In the long term, there are some positive trends for philanthropy. COVID-19 has forced all of us to operate more efficiently, and we have seen remarkable collaborative energy across the philanthropic community - Artist Relief is a great example of this. As our federal and local governments continue to deal with the aftermath of the crisis – and our corresponding budget deficit – philanthropy will have a larger role to play. It must flex this muscle to step in and fill the gaps at scale, and with a lens towards equity. A recent, exciting development is large foundations turning to the capital markets to increase their grant-making capacity. Morgan Stanley was a joint underwriter on the Ford Foundation “Social Bond”, which will allow the foundation to significantly increase their support to arts and cultural organizations impacted by COVID-19, and in the fight for social justice.

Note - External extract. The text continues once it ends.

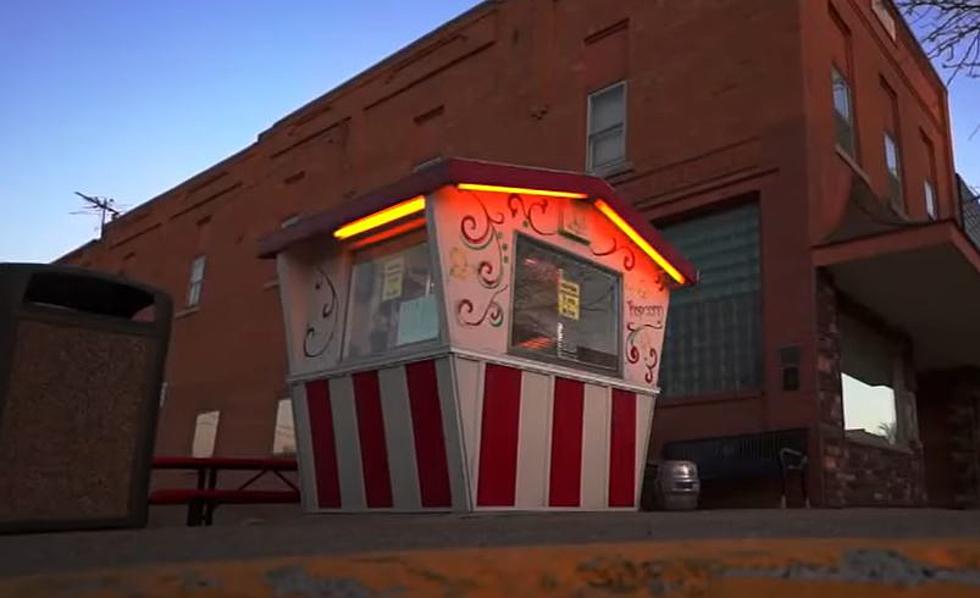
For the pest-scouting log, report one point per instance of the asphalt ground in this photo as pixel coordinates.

4. What are some prudent actions institutions can take with their endowments and investments?
We often help our institutional clients better align their investment portfolios to their mission and values. Individuals and families can also engage in this dialogue, and now is an opportune time to do so. The first step in this journey is to understand what you own; clients are often surprised by the mismatch in the values of the companies they are invested in and their own principles.
There are a wide range of impact objectives that investors may consider — the UN Sustainable Development Goals can be a helpful guiding framework for investors who are just beginning this journey. And of course, the approaches will vary: from minimizing exposure to objectionable industries, to proactively investing in targeted sectors to create specific social benefit.

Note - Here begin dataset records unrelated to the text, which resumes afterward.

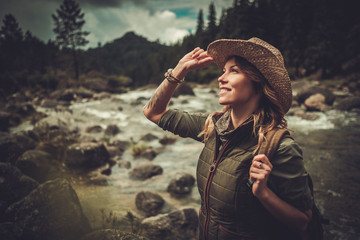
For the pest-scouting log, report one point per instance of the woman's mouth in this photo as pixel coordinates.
(224, 90)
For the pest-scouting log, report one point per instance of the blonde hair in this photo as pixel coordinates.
(269, 114)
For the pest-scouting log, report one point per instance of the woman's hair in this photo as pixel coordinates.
(269, 114)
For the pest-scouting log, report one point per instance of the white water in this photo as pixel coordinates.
(119, 195)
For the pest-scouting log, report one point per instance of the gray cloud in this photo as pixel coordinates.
(110, 19)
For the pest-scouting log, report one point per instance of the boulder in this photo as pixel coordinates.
(124, 164)
(5, 119)
(71, 94)
(112, 129)
(23, 109)
(39, 165)
(121, 145)
(348, 103)
(14, 185)
(96, 84)
(51, 211)
(181, 184)
(179, 224)
(145, 170)
(13, 145)
(315, 102)
(149, 202)
(149, 153)
(94, 129)
(307, 92)
(11, 231)
(86, 154)
(184, 89)
(53, 103)
(111, 234)
(148, 137)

Ultimately, sustainability is increasingly being seen as an important aspect of financial analysis – a prudent investor will work to understand the sustainability-related areas of risk and reward within their portfolio, and find ways to mitigate or enhance them.
5. You’ve written extensively about the ongoing big crisis: climate change. What lessons can be applied from the pandemic to the cultural sector’s response to climate change?
What this crisis has shown us is that collaboration on a mass scale is possible in the face of a common threat. It has also laid bare the real impacts of not heeding scientific warnings and waiting to act.
We are fortunate that the COVID-19 crisis will likely be resolved with developments in testing and a vaccine (and a massive stimulus, which is helping to pull the economy out of recession). However, the impacts of climate change are almost impossible to reverse. In addition to the dire ecological impact, a study released last year by the National Bureau of Economic Research predicted that the U.S. economy could shrink 10.5% by 2100, if significant steps are not taken.
Cultural organizations have an opportunity to be role models in their response to climate change. They can reduce their carbon footprints and prioritize sustainable investments, and also proactively share their actions with their constituents to inspire others.
6. From your vantage point, do the crises of 2020 accelerate the involvement of next gen high net worth individuals in cultural philanthropy?
Absolutely! I think this crisis has revealed many things – top of mind for me is our interconnectedness as a society, the fragility of our communities in their current state, and the extraordinary importance of the arts. The arts have frankly allowed many of us to get through this experience.
Access to the arts is also a question of social justice, and cultural organizations are an important resource plugging the gaps in our education system. Next-gen donors who connect these dots have all the more reason to be strategic with their giving in this area.